Offense vs. Defense: Anthropic's Bet That AI Favors the Defender

Q: Does the fuzzing analogy actually hold?

Partly. It holds well for discovery: like fuzzing, the model finds flaws at scale. It is weaker for exploitation. Fuzzing produced crashes that still required a skilled human to weaponize, and that human bottleneck rate-limited offense while defenders automated triage downstream. Autonomous, end-to-end exploitation — demonstrated when the model exploited a FreeBSD NFS flaw on its own — removes that bottleneck, which is exactly the asymmetry that historically favored defenders. So the analogy is a fair precedent but not a clean one.

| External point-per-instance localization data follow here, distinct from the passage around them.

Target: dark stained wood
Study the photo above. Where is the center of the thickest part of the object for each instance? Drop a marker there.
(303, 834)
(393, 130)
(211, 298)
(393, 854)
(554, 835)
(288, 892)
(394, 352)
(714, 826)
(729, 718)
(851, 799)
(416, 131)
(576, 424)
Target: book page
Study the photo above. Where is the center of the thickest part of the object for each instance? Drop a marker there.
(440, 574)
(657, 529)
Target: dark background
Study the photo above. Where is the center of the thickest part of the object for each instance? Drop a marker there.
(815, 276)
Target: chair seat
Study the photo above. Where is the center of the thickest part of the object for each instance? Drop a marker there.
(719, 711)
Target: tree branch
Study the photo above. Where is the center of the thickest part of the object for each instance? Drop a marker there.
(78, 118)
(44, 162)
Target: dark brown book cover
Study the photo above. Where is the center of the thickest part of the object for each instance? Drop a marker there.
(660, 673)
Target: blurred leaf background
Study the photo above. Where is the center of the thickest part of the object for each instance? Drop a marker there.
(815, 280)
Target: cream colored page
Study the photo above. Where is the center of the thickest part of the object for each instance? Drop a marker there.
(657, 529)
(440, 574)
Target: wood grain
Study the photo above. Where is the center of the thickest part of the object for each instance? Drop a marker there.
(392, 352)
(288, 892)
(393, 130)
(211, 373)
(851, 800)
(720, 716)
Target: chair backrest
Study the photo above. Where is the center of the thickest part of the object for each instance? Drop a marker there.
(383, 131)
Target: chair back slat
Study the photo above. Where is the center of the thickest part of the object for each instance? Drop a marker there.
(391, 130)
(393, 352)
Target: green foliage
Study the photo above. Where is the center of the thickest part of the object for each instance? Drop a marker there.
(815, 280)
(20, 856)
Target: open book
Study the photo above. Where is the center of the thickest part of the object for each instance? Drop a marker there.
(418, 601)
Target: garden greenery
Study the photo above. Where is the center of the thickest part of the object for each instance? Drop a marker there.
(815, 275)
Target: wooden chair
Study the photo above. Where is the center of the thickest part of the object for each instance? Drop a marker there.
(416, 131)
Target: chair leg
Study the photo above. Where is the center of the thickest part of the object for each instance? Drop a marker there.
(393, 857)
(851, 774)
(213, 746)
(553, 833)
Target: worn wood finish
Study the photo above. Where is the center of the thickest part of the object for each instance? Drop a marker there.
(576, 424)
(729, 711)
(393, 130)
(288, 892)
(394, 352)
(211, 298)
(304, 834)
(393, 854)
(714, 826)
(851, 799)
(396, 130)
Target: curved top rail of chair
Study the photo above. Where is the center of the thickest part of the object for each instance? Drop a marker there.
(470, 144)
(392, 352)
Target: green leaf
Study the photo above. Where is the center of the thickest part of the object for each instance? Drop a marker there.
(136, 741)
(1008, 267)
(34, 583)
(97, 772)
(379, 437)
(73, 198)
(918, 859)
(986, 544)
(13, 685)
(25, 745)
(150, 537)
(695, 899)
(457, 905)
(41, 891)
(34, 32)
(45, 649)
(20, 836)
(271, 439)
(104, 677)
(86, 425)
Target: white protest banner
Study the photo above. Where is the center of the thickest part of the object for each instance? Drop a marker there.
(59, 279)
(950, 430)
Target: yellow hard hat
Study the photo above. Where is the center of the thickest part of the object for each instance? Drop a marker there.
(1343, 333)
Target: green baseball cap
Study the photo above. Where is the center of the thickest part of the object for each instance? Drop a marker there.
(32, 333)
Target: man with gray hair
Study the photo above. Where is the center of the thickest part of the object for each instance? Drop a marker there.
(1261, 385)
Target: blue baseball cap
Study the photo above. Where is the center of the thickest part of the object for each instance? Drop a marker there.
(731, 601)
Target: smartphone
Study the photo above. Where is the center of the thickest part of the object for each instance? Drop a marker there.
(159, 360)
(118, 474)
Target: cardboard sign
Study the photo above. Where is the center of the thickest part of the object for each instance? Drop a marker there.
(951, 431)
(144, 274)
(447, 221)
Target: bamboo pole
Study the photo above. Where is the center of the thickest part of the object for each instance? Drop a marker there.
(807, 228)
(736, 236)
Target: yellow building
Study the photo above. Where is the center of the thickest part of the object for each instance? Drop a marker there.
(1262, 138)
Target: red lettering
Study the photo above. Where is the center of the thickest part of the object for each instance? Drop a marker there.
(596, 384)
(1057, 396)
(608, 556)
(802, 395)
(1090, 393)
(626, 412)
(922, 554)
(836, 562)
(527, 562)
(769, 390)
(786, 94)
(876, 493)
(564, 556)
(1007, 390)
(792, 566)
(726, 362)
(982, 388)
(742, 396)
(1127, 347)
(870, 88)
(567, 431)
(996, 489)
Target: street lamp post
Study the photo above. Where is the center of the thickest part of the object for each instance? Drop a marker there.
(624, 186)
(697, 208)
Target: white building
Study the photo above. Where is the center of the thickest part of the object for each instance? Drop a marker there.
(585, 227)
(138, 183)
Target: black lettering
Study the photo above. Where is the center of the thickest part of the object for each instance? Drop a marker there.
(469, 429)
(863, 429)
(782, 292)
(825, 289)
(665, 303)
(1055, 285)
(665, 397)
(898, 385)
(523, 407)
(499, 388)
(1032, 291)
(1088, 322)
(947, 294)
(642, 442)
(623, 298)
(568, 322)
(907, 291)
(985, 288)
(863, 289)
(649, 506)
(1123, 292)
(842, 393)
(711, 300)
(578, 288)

Every powerful new security tool arrives wrapped in the same question: does it help the people defending systems, or the people attacking them? Anthropic's Project Glasswing — the critical-infrastructure coalition built around Claude Mythos Preview, an unreleased frontier model that can find and, in some cases, autonomously exploit decades-old vulnerabilities — forces that question harder than most. A model that can discover a 27-year-old remote crash in OpenBSD, or chain Linux kernel bugs into root, is not a neutral instrument. It can be pointed in either direction.

Anthropic's answer is a bet. In its Frontier Red Team writeup, the company argues that the advantage will belong to whichever side can extract the most value from these tools — and that, in the short term, that side could be attackers if frontier labs are careless about how they release such models. Here is the line, exactly as Anthropic wrote it:

"In the short term, this could be attackers, if frontier labs aren't careful about how they release these models."

The longer-term claim is the optimistic one: that once the dust settles, defenders come out ahead. This article examines that argument on its merits — the "new equilibrium" thesis, the candid admission that the road there will be rough, and the historical analogy Anthropic leans on to make the case. It also gives a fair hearing to the strongest objection, which is not skepticism about whether the model works, but a hard question about whether finding bugs at machine speed does any good when fixing them still happens at human speed.

The new equilibrium thesis

Anthropic's central claim is structural, not cheerful. The company's framing, paraphrasing its red-team post, is that most security tooling has historically benefited defenders more than attackers, and that the same will eventually hold for powerful language models — but only after the landscape settles into what it calls a "new equilibrium." At that point, Anthropic expects these models to benefit defenders more than attackers and to raise the overall security of the software ecosystem.

The mechanism behind the long-term optimism does a lot of work. Anthropic's argument is that defenders will, over time, fix bugs before new code ever ships — that the durable advantage is prevention. A defender who owns the codebase, the build pipeline, and the deployment process can route a vulnerability-finding model into continuous integration and catch flaws before they reach production. An attacker, by contrast, has to find a bug that already exists in deployed software and reach it across a network. If frontier models become a standard part of how code is written and reviewed, the reasoning goes, the population of exploitable bugs shrinks at the source.

That is a stronger argument than "good guys will use it too." It locates the defender's edge in a place the attacker cannot reach: the moment before code ships.

The honest part: a tumultuous transition

What makes the argument credible rather than promotional is that Anthropic does not pretend the transition is free. The company concedes, in the same breath as its optimism, that the period between now and that new equilibrium may be tumultuous regardless of how carefully anyone behaves. That admission matters, because it is where the short-term and long-term claims pull against each other.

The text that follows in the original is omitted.